En El rebelde mundo de Mía la respiración agitada se escucha, se siente y está vinculada con la obsesión por el baile, con alguna huida y con el deseo reprimido, tópicos que van construyendo la cotidianeidad de su gris vida en la periferia de Essex
Siempre que se habla de “respiración” en el cine se lo hace de manera metafórica, queriendo destacar el tiempo de la narración, su aliento. Pero pocas veces como en El rebelde mundo de Mía, la respiración se convierte en un elemento dramático a partir de un intenso trabajo con el sonido. La respiración es la de Mía (la notable Katie Jarvis), adolescente de clase trabajadora involucrada en todo tipo de conflictos, peleada con su madre y su pequeña hermana, fanática del hip-hop y con deseos de convertirse en bailarina. Pero El rebelde mundo de Mía es un drama y, para más datos, uno de esos vinculados con el realismo sucio británico. Por eso no habrá aquí posibilidad de cuento de hadas: el miserabilismo y la sordidez estarán a la orden del día.
Decíamos de la respiración. La directora Andrea Arnold (que con este film obtuvo premios internacionales, Cannes sobre todo) trabaja esto de manera expresiva, a partir de poner en primer plano sonoro las exhalaciones de la protagonista. Aquí, la respiración agitada puede estar vinculada con la obsesión por el baile, con alguna huida o con el deseo reprimido, tópicos que van construyendo la cotidianeidad de su gris vida en la periferia de Essex. A Mía, en plena edad del despertar sexual, la respiración se le agitará, más aún, con la aparición de Connor (Michale Fassbender), el novio de su madre. La forma en que la directora muestra esto, cómo pone la cámara continuamente detrás de la protagonista, asemeja al film con algo del estilo de los Dardenne.
Y es precisamente este vínculo el que deparará los mejores y los peores momentos de El rebelde mundo de Mía (de hecho lo de Mía con su madre y su hermana no sobrepasa la explotación de la disfuncionalidad ya cientos de veces vista, sobre todo en este tipo de cine británico).
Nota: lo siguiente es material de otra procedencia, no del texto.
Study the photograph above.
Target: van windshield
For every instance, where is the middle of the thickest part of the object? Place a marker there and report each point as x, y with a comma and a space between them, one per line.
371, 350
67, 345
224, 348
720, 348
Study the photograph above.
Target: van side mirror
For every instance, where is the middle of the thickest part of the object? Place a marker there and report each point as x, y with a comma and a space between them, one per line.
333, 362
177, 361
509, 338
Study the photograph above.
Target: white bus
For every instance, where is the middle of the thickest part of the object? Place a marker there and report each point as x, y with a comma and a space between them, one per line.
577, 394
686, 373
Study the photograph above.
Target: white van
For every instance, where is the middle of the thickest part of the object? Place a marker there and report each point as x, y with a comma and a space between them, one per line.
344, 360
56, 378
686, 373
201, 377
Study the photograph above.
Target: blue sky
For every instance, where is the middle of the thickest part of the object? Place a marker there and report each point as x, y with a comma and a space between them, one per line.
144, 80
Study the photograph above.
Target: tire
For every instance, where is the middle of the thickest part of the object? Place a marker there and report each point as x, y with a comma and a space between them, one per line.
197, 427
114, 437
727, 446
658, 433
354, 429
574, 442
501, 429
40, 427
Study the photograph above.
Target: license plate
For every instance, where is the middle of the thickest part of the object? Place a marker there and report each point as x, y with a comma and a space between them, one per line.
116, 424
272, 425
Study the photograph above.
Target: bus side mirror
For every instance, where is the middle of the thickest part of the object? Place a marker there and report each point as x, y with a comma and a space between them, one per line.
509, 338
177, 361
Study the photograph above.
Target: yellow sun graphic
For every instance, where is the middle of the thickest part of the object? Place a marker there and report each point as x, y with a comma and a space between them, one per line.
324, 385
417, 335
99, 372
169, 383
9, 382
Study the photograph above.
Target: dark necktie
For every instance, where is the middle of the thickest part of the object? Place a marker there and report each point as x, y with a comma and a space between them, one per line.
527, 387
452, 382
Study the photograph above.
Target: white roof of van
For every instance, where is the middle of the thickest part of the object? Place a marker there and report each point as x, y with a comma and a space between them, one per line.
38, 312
Arnold trabajará la relación, durante muchos minutos, en el límite de la ambigüedad: nunca sabemos bien qué pasa por la mente de ambos personajes, pero Mía y Connor se tienen un aprecio especial, con brotes de ira por parte de ella que bien pueden significar más amor que odio. Para más detalles, estamos en un núcleo familiar donde lo afectivo no encuentra cauce, los maltratos son cotidianos. Esos pasajes, los mejores, llegarán al clímax con una escena notable, donde una actitud aparentemente reprobable es mostrada con la mayor naturalidad del mundo y con conciencia por parte de los protagonistas.
Pero a partir de ahí el film se enredará. Si bien disimuladas y aligeradas, algunas condenas comenzarán a caer sobre los personajes, que parecen no tener forma de salir de su universo reducido y sórdido. Y, para peor, se sumarán elementos (un caballo, un pescado, un perro, un globo) que tienen todos los números para convertirse en metáforas sobre las etapas que va quemando Mía, aceleradamente. Habitualmente este tipo de películas, con un personaje principal tan fuerte, pierden espesor cuando abandonan ese punto de vista. No es este el caso, ya que Mía permanece constantemente en plano. Lo que falla aquí es la sobreescritura del guión, en donde cada movimiento de los personajes se descubre a posteriori como una manipulación para que ese mundo sin salida no sufra ninguna modificación.
Uno duda, por la forma en que Arnold trabaja determinadas instancias, que ese haya sido el deseo de la directora, pero hay por momentos un regodeo en el miserabilismo y una condena excesiva, que impide darle mayor aire a la historia y animarse a dejar algunas situaciones en el marco de la indefinición: la ambigüedad le sentaba bien. Al final de todo, un globo con forma de corazón, por si hacía falta, nos explicará lo que no entendimos.